Crowds show bulldog spirit in downpours at Devizes International Street Festival (From This Is Wiltshire)
Crowds show bulldog spirit in downpours at Devizes International Street Festival
Strong woman Betty gives Matt Goddard and Brandon Wellard a twirl at Devizes International Street Festival. Picture by Diane Vose
Instead of re-applying sun cream, visitors to the Devizes International Street Festival on Bank Holiday Monday had to dodge puddles.
Waterproof jackets and umbrellas were needed rather than shorts and T-shirts.
Despite the heavy rain, hundreds of people came out and were determined not to let the rain spoil the day and they enjoyed top quality entertainment in the town centre.
Annual visitors Amanda Hopgood, 50, and friend Mick Penny, 70, were wearing shorts but keeping dry under umbrellas.
Ms Hopgood, of The Brittox, said: “We are not worried about the weather – your legs dry quicker wearing shorts!

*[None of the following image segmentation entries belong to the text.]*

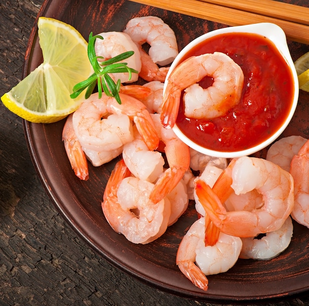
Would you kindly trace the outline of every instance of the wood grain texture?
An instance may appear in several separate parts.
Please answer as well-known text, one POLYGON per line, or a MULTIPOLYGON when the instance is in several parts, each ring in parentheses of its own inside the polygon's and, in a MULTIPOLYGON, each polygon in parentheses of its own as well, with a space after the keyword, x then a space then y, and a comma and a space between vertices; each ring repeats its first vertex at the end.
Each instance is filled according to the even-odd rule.
MULTIPOLYGON (((21 79, 28 38, 42 2, 0 1, 0 95, 21 79)), ((91 249, 42 186, 21 120, 2 103, 0 116, 0 305, 210 305, 149 287, 91 249)), ((268 304, 275 305, 309 305, 309 298, 268 304)))

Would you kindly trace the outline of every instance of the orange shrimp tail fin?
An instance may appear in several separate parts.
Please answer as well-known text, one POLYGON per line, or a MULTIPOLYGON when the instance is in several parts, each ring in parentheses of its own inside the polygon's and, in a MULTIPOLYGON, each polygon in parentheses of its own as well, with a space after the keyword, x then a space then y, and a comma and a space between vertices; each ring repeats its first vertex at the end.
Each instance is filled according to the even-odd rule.
POLYGON ((154 203, 164 199, 176 187, 184 176, 181 169, 168 168, 155 183, 149 198, 154 203))
POLYGON ((207 216, 220 228, 226 217, 226 210, 213 189, 204 180, 197 178, 194 182, 196 195, 207 216))
POLYGON ((180 262, 178 267, 184 275, 199 288, 206 291, 208 289, 208 280, 205 274, 192 262, 180 262))
POLYGON ((122 179, 130 175, 131 172, 124 163, 124 161, 121 159, 116 164, 115 168, 111 174, 104 190, 103 201, 106 201, 109 197, 116 197, 117 190, 122 179))
POLYGON ((212 246, 218 242, 220 230, 206 215, 205 216, 205 245, 212 246))
POLYGON ((159 146, 160 138, 150 115, 149 118, 135 116, 134 121, 137 131, 148 149, 150 151, 155 150, 159 146))
POLYGON ((64 147, 69 157, 70 163, 75 175, 80 179, 89 178, 88 162, 80 144, 78 140, 64 140, 64 147))
POLYGON ((142 85, 126 85, 121 86, 120 92, 130 95, 138 100, 145 99, 152 93, 151 88, 142 85))
POLYGON ((165 129, 172 129, 175 125, 179 109, 181 90, 169 81, 164 91, 161 107, 160 119, 165 129))

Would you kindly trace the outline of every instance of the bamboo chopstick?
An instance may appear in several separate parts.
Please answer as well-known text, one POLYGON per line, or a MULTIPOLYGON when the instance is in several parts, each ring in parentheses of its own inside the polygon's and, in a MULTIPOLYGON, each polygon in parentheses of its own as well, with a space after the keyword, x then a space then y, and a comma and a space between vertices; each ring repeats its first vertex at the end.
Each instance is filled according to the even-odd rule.
MULTIPOLYGON (((304 24, 206 3, 198 0, 130 0, 229 26, 270 22, 280 27, 285 33, 287 39, 309 44, 309 27, 304 24)), ((224 0, 222 2, 224 2, 224 0)))
POLYGON ((309 7, 273 0, 199 0, 278 19, 309 25, 309 7))

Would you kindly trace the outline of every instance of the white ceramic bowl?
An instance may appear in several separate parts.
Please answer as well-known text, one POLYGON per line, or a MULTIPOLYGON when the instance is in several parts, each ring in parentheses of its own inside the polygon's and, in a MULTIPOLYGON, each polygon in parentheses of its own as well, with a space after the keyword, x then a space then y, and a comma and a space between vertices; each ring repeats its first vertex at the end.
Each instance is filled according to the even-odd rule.
POLYGON ((290 51, 286 42, 285 34, 281 28, 275 24, 269 23, 257 23, 248 25, 230 27, 219 29, 204 34, 195 39, 186 46, 186 47, 179 52, 178 55, 173 62, 167 74, 163 90, 165 90, 165 89, 168 82, 168 77, 171 72, 178 65, 179 62, 186 53, 192 48, 193 48, 196 45, 211 37, 219 34, 235 32, 259 34, 270 40, 276 46, 279 52, 282 54, 283 57, 285 59, 291 68, 294 82, 295 90, 291 110, 286 118, 286 120, 283 122, 282 126, 275 131, 275 132, 270 135, 269 138, 265 141, 259 143, 255 146, 245 150, 235 152, 225 152, 224 148, 223 148, 222 151, 211 150, 199 145, 187 137, 179 129, 177 124, 175 124, 173 128, 173 130, 176 135, 184 141, 184 142, 194 150, 211 156, 224 157, 226 158, 232 158, 250 155, 258 152, 271 143, 271 142, 274 141, 282 133, 289 124, 295 111, 298 100, 299 87, 297 74, 294 67, 294 63, 291 57, 290 51))

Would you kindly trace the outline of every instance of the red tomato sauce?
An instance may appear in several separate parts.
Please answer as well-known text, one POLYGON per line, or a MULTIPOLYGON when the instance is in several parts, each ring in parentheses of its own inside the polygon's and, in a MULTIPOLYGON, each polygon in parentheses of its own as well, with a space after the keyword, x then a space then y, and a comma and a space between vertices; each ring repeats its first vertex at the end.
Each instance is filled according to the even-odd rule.
MULTIPOLYGON (((256 145, 279 128, 292 105, 294 87, 291 70, 274 44, 260 35, 227 33, 211 38, 184 57, 219 51, 241 68, 244 77, 239 104, 225 116, 210 119, 185 117, 181 101, 176 124, 196 143, 209 149, 227 151, 256 145)), ((199 83, 211 85, 207 77, 199 83)))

I come here every year, I’ve not missed one.”
Mr Penny said: “It’s great entertainment, we love all of it and especially the bands.”
The free event organised by Devizes Outdoor Celebratory Arts, had performers from all over the world.
Third year students from Circomedia in Bristol were playing lollipop ladies and with their portable zebra crossings made sure it was safe for visitors, including Devizes mayor Sarah Bridewell, to cross.
Getting the music underway on the stage outside the Corn Exchange were The Long Notes playing their distinctive folk, roots and celtic music, followed by Cumbia All Stars from Peru.
Carnage Productions, from France, were due to abseil down the town hall but they cancelled on Sunday due to a member being injured.
However, Bongo Bolero, known as Dick Danger, wowed the crowds outside the town hall with his mastery on a 20ft+ high pole that was slippery due to the rain. His finale was plunging headfirst down the pole into a bucket of water on the ground, ironically the rain had stopped by this time.
The Strong Lady showed off her muscular prowess, firstly by tearing a thick paperback book in half, snapping in half a metal chain and then she progressed to lifting men, she had plucked from the audience, into the air.
Her closing stunt was the human carousel where she spun round two men sitting in straps by a bar on her neck.
Stalls were selling a variety of hot food in the Market Place including Thai, Caribbean, roast potatoes, burgers, sausage and mash.
The Kennet and Avon Brewery also had a stall for the first time at the festival and director Malcolm Shipp said: “There’s a bit of British bulldog spirit going on considering it is chucking it down. It will still be a good day but not as good as it could have been.”
Returning to the festival for the third time were madcap double act Richard Garaghty and Goronwy Thom who started their show during a respite from the rain.
Their impromptu gags on unsuspecting passers-by, parents with prams and a dog belonging to a member of the audience had everyone howling with laughter.
They are supreme showmen and by the end of their set – the rain falling again – they were on unicycles, removing items of clothing and juggling clubs.